Il a suffi d’une rencontre avec les boulangers et fleuristes, tôt le matin, pour le faire changer d’avis à propos de l’ouverture de ces commerces le 1er mai. Quelques heures plus tard, sans vergogne, il publiait un communiqué pour annoncer « son intention de présenter dans les prochains jours un projet de loi visant à autoriser l’ouverture des boulangers-pâtissiers artisanaux et des artisans fleuristes le 1er mai ».

Ainsi, un premier ministre renie sa parole, après avoir retiré un premier projet de loi. Mais, surtout, un premier ministre d’une prétendue démocratie gouverne désormais par voie de communiqué. La colère gronde du côté des organisations syndicales.

Plus fort encore, avant même que le projet de loi (qui ne serait applicable que le 1er mai 2027) soit déposé, il dit dans son communiqué : « S’agissant du 1er mai 2026, le Gouvernement appelle toutes les parties prenantes au pragmatisme et à la modération pour permettre un fonctionnement apaisé des boulangeries-pâtisseries et des fleuristes artisanaux ce jour-là. Les services de l’Etat vont recevoir des instructions pour que les artisans de ces deux secteurs ne souffrent d’aucune conséquence d’une ouverture le 1er mai 2026 dans les règles fixées par la future loi. »

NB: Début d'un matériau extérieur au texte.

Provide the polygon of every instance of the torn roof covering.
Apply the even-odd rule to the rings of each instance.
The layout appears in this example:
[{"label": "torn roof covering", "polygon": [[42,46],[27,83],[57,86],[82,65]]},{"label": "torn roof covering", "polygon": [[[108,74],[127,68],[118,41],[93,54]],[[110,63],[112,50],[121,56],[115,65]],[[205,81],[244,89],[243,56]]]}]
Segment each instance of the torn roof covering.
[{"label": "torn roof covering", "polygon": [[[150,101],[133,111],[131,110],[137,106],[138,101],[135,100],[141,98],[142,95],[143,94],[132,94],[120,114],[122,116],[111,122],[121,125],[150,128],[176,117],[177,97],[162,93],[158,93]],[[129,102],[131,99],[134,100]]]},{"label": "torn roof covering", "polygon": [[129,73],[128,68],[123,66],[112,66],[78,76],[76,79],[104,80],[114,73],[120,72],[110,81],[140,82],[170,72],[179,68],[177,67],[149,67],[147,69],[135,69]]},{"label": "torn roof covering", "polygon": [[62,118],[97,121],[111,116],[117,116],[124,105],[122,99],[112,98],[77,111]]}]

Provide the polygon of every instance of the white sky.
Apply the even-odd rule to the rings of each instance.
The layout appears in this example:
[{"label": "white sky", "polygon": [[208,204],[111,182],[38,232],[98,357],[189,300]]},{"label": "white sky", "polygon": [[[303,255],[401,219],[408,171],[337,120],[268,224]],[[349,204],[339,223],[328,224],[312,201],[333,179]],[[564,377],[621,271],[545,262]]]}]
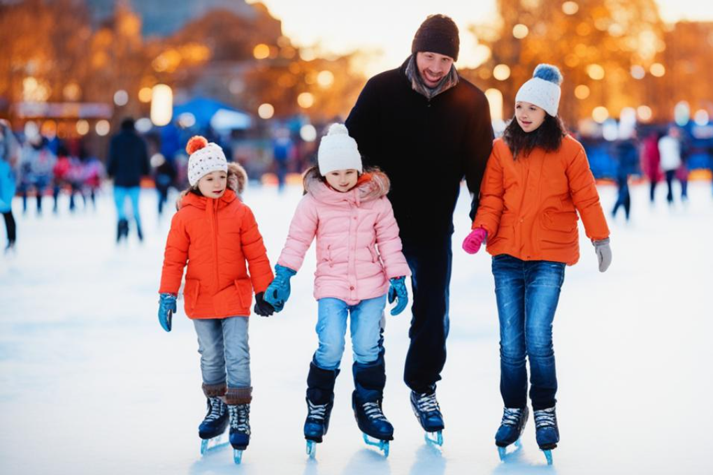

Le pragmatisme et la modération, Lecornu utilise des mots dont il ne semble pas maîtriser vraiment la définition. Les portes de l’Hôtel de Matignon sont grandes ouvertes au patronat et, ensemble, on légifère au mépris des élus.

Un premier ministre de Macron peut donc se permettre d’appliquer une loi avant même d’être déposée, débattue et soumise au vote du Parlement. En outre, il appelle « les services de l’Etat » à outrepasser la loi encore en vigueur.

Cela ne s’appelle-t-il pas forfaiture ?

Le ‘’bon dieu sans confession’’ s’est transformé en diable par un simple communiqué. Il fallait oser, Sébastien Lecornu l’a fait. Fidèle en cela à son idéologie de droite qui puise son inspiration dans les rangs extrémistes, de plus en plus fachos et antisociaux.